Larry Wall once said that the three great virtues of a programmer are laziness, impatience, and hubris. This post is about laziness.

I've been working on speeding up an ETL process that takes about 48 hours to run. The ETL consists of about three dozen individual tasks; some can be run in parallel while others have interdependencies. Like all good background processes, it generates a log file, which looks something like this (task names have been changed to protect the innocent):

$ cat etl.log
2015-04-22 06:11:55 [INFO ] [Mary] Transform starting.
2015-04-22 06:11:55 [INFO ] [Miriam] Transform starting.
2015-04-22 06:12:12 [INFO ] [Miriam] Transforming data completed. Value tests starting.
2015-04-22 06:12:14 [INFO ] [Miriam] Value tests done. All tests passed.
2015-04-22 06:12:14 [INFO ] [Miriam] Transform completed with warnings in 19.38 s.
2015-04-22 07:35:38 [INFO ] [Mabel] Transform starting.
2015-04-22 12:50:31 [INFO ] [Mabel] Transforming data completed. Value tests starting.
2015-04-22 12:50:48 [INFO ] [Mabel] Value tests done. All tests passed.
2015-04-22 12:50:48 [INFO ] [Mabel] Transform completed with warnings in 18,909.7 s (315.16 min).
2015-04-23 03:03:12 [INFO ] [Mary] Transforming data completed. Value tests starting.
2015-04-23 04:11:43 [INFO ] [Mary] Value tests done. All tests passed.
2015-04-23 04:11:43 [INFO ] [Mary] Transform completed with warnings in 79,188.79 s (1,319.81 min).

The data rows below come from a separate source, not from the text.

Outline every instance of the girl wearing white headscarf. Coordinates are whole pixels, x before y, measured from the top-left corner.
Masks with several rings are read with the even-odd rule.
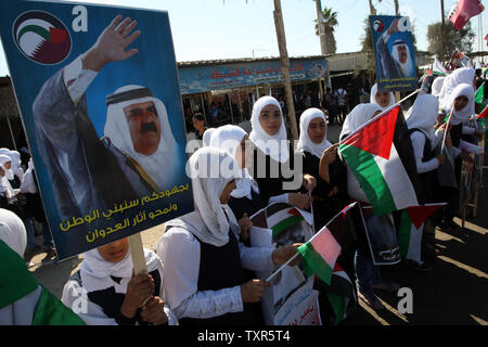
[[[377,83],[371,88],[370,103],[378,105],[382,111],[395,105],[395,95],[393,92],[381,92],[377,90]]]
[[[12,172],[16,182],[14,188],[20,188],[22,177],[24,176],[24,169],[21,167],[21,153],[17,151],[10,151],[9,156],[12,158]]]
[[[283,113],[278,100],[272,97],[259,98],[253,106],[251,125],[253,130],[249,139],[257,147],[251,175],[259,185],[264,203],[270,203],[270,198],[275,196],[271,202],[285,202],[301,209],[309,208],[311,197],[297,192],[301,185],[312,191],[316,179],[301,172],[300,177],[293,175],[290,179],[284,178],[286,169],[295,171],[296,168],[293,142],[287,141]],[[278,177],[273,176],[275,172]],[[286,184],[298,187],[285,190]]]
[[[10,156],[0,154],[0,178],[1,178],[1,193],[7,198],[8,208],[11,209],[12,205],[17,201],[20,193],[18,189],[13,189],[10,181],[10,177],[13,179],[13,172],[11,168],[8,168],[12,159]],[[14,213],[17,214],[16,210]]]
[[[474,90],[471,85],[461,83],[454,88],[450,95],[450,117],[449,124],[454,156],[462,154],[459,150],[461,139],[471,141],[471,136],[476,134],[478,138],[483,137],[483,131],[470,127],[470,118],[475,114]],[[462,154],[464,157],[466,154]],[[459,181],[459,180],[458,180]]]
[[[237,163],[241,175],[235,179],[235,189],[231,193],[229,207],[237,218],[241,226],[241,240],[248,239],[248,230],[252,222],[248,217],[265,207],[259,194],[257,182],[251,177],[246,165],[251,162],[251,155],[246,150],[249,145],[247,133],[244,129],[233,125],[217,128],[211,137],[210,146],[228,152]]]
[[[434,81],[432,82],[432,92],[431,93],[434,97],[439,97],[440,91],[442,90],[445,79],[446,79],[446,77],[440,76],[440,77],[437,77],[436,79],[434,79]]]
[[[203,141],[204,147],[210,145],[211,134],[214,133],[215,130],[216,130],[215,128],[208,128],[207,130],[204,131],[204,134],[202,136],[202,141]]]
[[[433,154],[433,151],[444,138],[444,131],[435,131],[434,129],[438,108],[439,101],[436,97],[429,94],[419,95],[404,117],[407,127],[410,130],[410,139],[412,140],[419,174],[433,171],[439,167],[440,162],[444,162],[442,155],[436,157]],[[429,150],[425,151],[424,149]],[[426,189],[431,188],[427,185]]]
[[[461,67],[454,69],[446,77],[439,93],[440,108],[449,113],[452,107],[452,92],[461,83],[467,83],[475,89],[476,72],[472,67]]]
[[[26,243],[21,218],[0,208],[0,325],[84,325],[27,269]]]
[[[424,203],[436,203],[442,201],[438,197],[437,168],[444,163],[442,154],[436,156],[436,147],[442,141],[446,127],[435,131],[437,121],[439,101],[435,95],[419,95],[412,107],[406,114],[406,123],[412,140],[413,153],[415,156],[416,171],[419,172],[420,190]],[[432,220],[425,223],[432,226]],[[435,233],[433,228],[427,228],[424,233],[424,224],[415,231],[418,237],[411,239],[409,252],[406,258],[412,261],[418,270],[429,270],[425,260],[427,255],[422,254],[422,249],[427,249],[427,244],[432,247],[435,244]],[[424,235],[423,235],[424,234]],[[431,258],[433,254],[428,255]]]
[[[382,108],[376,104],[359,104],[347,115],[344,121],[343,130],[339,139],[344,141],[352,131],[363,126],[367,121],[378,115]],[[358,180],[347,168],[347,191],[349,196],[360,202],[361,205],[368,205],[369,200],[364,191],[360,188]],[[389,215],[374,216],[373,213],[364,214],[364,222],[367,228],[375,234],[395,235],[391,217]],[[384,290],[396,292],[399,286],[397,283],[382,279],[378,266],[375,266],[371,259],[368,245],[358,243],[355,257],[355,270],[358,278],[358,296],[375,310],[384,309],[381,300],[374,295],[373,290]]]
[[[297,150],[304,155],[304,172],[317,177],[313,190],[314,227],[320,230],[348,203],[347,171],[336,155],[337,145],[326,139],[325,115],[319,108],[308,108],[300,116]]]
[[[81,268],[64,286],[62,301],[80,311],[88,325],[176,325],[163,303],[160,259],[149,249],[144,257],[149,274],[134,277],[127,237],[84,253]]]
[[[243,268],[268,271],[284,264],[296,248],[248,248],[237,243],[240,228],[226,205],[235,188],[237,164],[215,147],[197,150],[189,162],[195,210],[166,222],[157,243],[167,303],[180,324],[253,323],[248,304],[259,301],[269,284],[244,283]]]

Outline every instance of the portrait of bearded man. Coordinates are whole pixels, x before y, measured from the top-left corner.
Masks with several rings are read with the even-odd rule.
[[[118,15],[85,53],[49,78],[33,105],[36,139],[62,218],[166,190],[177,176],[178,143],[164,102],[128,85],[105,98],[100,139],[86,91],[104,66],[139,53],[137,21]]]

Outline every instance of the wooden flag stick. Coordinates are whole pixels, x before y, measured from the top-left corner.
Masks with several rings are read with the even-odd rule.
[[[130,256],[132,257],[133,274],[147,274],[147,265],[145,264],[144,248],[142,247],[140,232],[129,236],[129,248]],[[150,300],[150,298],[152,298],[152,295],[146,297],[140,308],[142,308]]]
[[[145,264],[144,249],[142,247],[141,233],[129,236],[130,256],[132,257],[134,275],[147,274],[147,266]]]

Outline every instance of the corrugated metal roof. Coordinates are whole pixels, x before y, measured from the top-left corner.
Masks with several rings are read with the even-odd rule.
[[[314,60],[322,59],[322,55],[308,55],[308,56],[293,56],[293,60]],[[213,61],[193,61],[193,62],[178,62],[178,68],[180,67],[195,67],[200,65],[222,65],[222,64],[239,64],[239,63],[255,63],[255,62],[267,62],[267,61],[279,61],[280,56],[266,56],[266,57],[240,57],[240,59],[222,59]]]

One simple thing we can do is figure out which parts of the process are making it slow. Since each task reports how long it takes to complete, this just requires some grep and regex magic on the log file:

$ grep "\d s" etl.log | ruby -pe "gsub(/^[\d\s:-]+ \[.{5}\] \[(.+?)\] .+ ([\d,\.]+ s).+/, '\1: \2')"
Miriam: 19.38 s
Mabel: 18,909.7 s
Mary: 79,188.79 s

This narrows things down a lot. Like Miriam, most of the tasks are quick. There's no point in optimizing a 19-second task when others take many hours to run.

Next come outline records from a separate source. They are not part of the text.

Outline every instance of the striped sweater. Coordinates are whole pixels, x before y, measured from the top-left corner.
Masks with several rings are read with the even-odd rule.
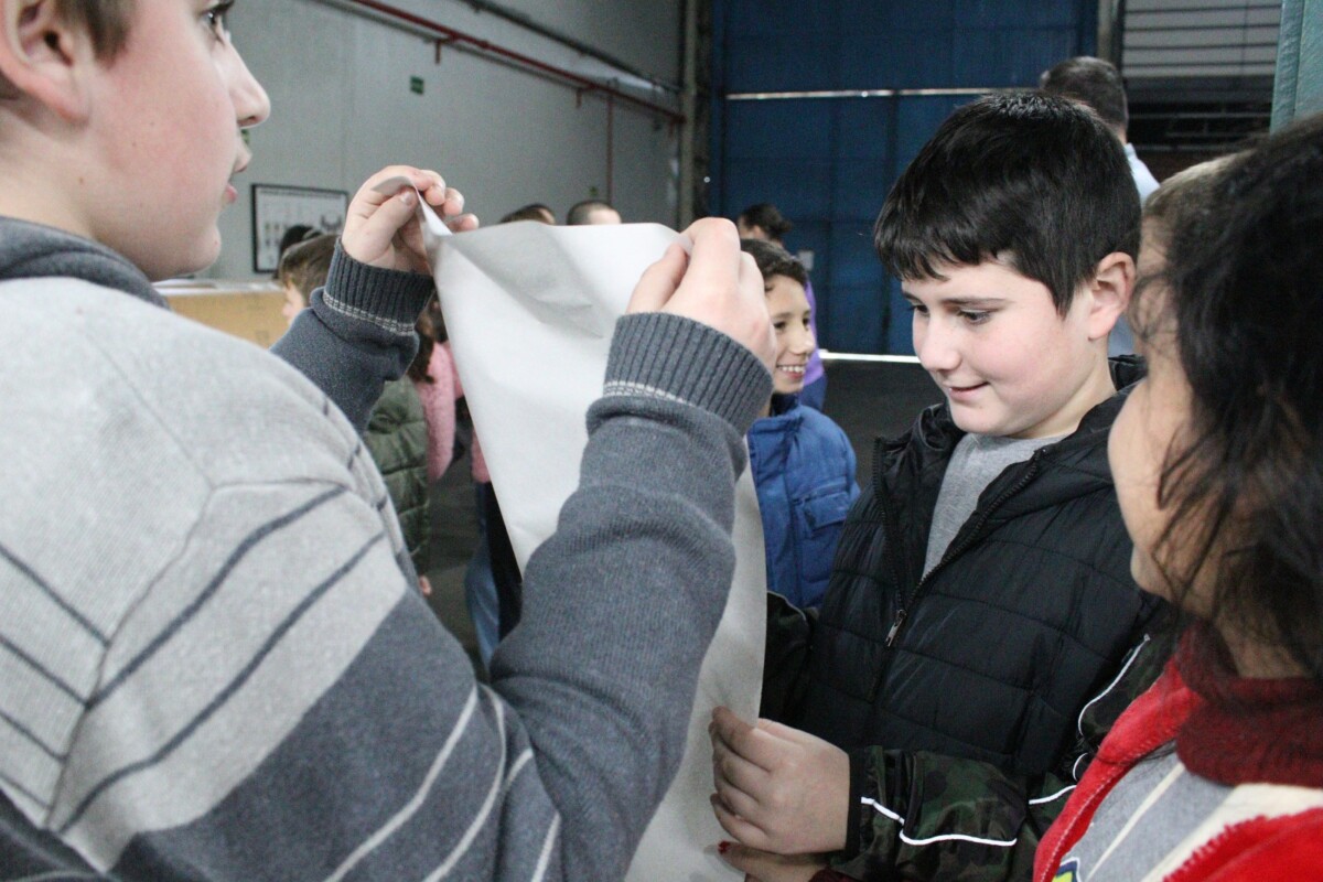
[[[747,350],[620,321],[490,688],[288,365],[54,278],[0,283],[0,879],[623,875],[730,582]]]

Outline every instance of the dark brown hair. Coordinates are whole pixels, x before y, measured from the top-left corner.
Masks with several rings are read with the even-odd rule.
[[[1197,185],[1172,216],[1162,315],[1136,329],[1166,321],[1192,393],[1155,557],[1177,600],[1207,567],[1209,620],[1323,684],[1323,115]]]
[[[290,246],[280,255],[280,267],[275,271],[277,282],[292,284],[303,294],[303,303],[307,305],[312,292],[327,283],[337,241],[333,233],[323,233]]]

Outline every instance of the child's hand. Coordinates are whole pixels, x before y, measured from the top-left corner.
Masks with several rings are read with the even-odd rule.
[[[816,854],[773,854],[736,842],[721,844],[721,860],[745,873],[745,882],[810,882],[827,867]]]
[[[740,250],[734,223],[722,218],[696,221],[685,235],[692,254],[672,245],[650,266],[630,298],[627,312],[673,312],[701,321],[749,348],[769,369],[777,337],[767,317],[762,274]]]
[[[413,188],[401,186],[394,194],[378,193],[376,185],[392,177],[405,177],[422,193],[427,204],[447,220],[451,230],[472,230],[478,218],[462,214],[463,194],[442,180],[437,172],[409,165],[388,165],[359,188],[349,202],[349,213],[340,234],[344,253],[360,263],[384,270],[429,272],[427,253],[422,246],[418,226],[418,194]]]
[[[849,822],[849,756],[822,738],[726,707],[712,711],[717,822],[744,845],[778,854],[836,852]]]

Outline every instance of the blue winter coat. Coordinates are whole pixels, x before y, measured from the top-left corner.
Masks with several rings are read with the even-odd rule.
[[[840,426],[795,395],[773,395],[773,415],[749,430],[767,551],[767,590],[796,607],[822,602],[841,524],[859,496],[855,448]]]

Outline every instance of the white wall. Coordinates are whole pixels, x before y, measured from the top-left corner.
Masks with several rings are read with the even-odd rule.
[[[590,58],[462,0],[392,5],[556,66],[603,70]],[[675,83],[681,0],[505,0],[540,24]],[[241,54],[271,95],[271,118],[249,135],[239,201],[221,218],[212,278],[254,275],[250,184],[343,189],[389,163],[441,172],[492,223],[527,202],[565,209],[607,192],[607,108],[566,86],[434,44],[323,0],[247,0],[230,16]],[[624,75],[624,74],[622,74]],[[413,94],[411,77],[425,93]],[[627,75],[624,75],[627,78]],[[677,107],[667,95],[648,98]],[[681,132],[617,102],[611,200],[627,221],[676,223]]]

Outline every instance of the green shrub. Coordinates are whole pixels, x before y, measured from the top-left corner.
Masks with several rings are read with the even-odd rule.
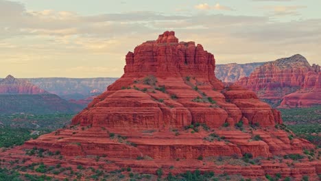
[[[171,98],[172,99],[176,99],[178,97],[177,97],[177,95],[171,95]]]
[[[243,121],[239,121],[237,123],[235,124],[235,126],[237,128],[242,128],[243,127]]]
[[[216,101],[214,101],[211,97],[207,97],[207,99],[209,99],[209,101],[212,104],[216,104]]]

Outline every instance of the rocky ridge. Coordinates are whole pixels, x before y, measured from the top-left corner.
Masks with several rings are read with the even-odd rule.
[[[258,97],[283,108],[321,104],[320,66],[311,66],[301,55],[281,58],[257,68],[236,84],[254,90]]]
[[[0,94],[1,95],[38,95],[48,93],[46,90],[40,88],[32,83],[25,80],[16,79],[11,75],[0,80]]]
[[[148,173],[160,169],[174,174],[199,169],[264,178],[281,173],[283,178],[299,180],[305,175],[317,179],[321,173],[317,158],[294,163],[273,158],[302,154],[315,146],[290,139],[293,134],[283,130],[280,112],[254,92],[225,87],[215,76],[214,56],[201,45],[178,43],[174,32],[166,32],[128,52],[126,60],[123,76],[75,116],[69,128],[0,156],[6,162],[23,160],[19,164],[24,165],[41,162],[108,171],[130,167]],[[34,147],[61,156],[25,154]],[[260,165],[220,165],[212,160],[250,154],[261,158]]]

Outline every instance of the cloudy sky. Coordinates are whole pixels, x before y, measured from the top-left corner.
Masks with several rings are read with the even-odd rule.
[[[321,64],[320,0],[0,0],[0,77],[120,77],[125,55],[174,30],[217,64],[300,53]]]

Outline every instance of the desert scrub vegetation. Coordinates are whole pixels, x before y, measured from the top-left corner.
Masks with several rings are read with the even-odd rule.
[[[281,112],[282,119],[294,123],[321,123],[321,106],[306,108],[278,109]]]
[[[40,130],[38,134],[40,135],[47,132],[49,132],[49,131]],[[38,138],[39,135],[32,134],[32,132],[26,128],[0,128],[0,147],[21,145],[26,141]]]

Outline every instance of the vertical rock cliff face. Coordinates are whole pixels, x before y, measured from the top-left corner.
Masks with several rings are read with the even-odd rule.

There's one catch, though: because tasks can run in parallel, the fact that a particular task is slow doesn't mean that it extends the overall process. Suppose that Mabel and Mary both start at midnight; they'll finish at 6 am and 10 pm, respectively. Even if we can make Mabel six times faster so that it finishes at 1 am, Mary (and thus the entire ETL) will still run until 10 pm.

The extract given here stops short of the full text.